On Thursday, the Gaza Strip's Health Ministry said Israeli airstrikes in the eastern Khan Yunis area had killed 14 people.
In one of the most densely populated places in the world, entire neighborhoods were devastated where poverty and unemployment had long been widespread.
According to the United Nations, nine out of 10 Gaza residents are now internally displaced.
Israeli soldiers told Saria Abu Mustafa and her family to run for safety because tanks were coming, she said. The family left in prayer clothes, not even having time to change clothes.

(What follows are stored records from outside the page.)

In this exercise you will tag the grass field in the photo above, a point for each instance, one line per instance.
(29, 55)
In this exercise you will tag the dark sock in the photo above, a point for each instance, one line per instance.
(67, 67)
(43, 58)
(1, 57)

After sleeping outside on the sand, they too sought refuge in the prison, among the rubble and holes in the building left by the fighting. The prisoners were released long before the Israeli attack.
“We didn’t take anything with us. We came on foot, walking with our children,” she said, adding that many of the women have five or six children and water is hard to find.
She was holding her nephew, who was born during the conflict that killed her father and brothers.
According to Palestinian health officials, more than 39,000 Palestinians have been killed since October 7 by Israeli air and ground offensives.
Hana al-Sayed Abu Mustafa arrived at the prison after being kicked out six times.
She and other Palestinians may be on the move again if Egyptian, American and Qatari mediators fail to secure a ceasefire that they have long said is close.
“Where should we go? Everywhere we go is dangerous,” she said.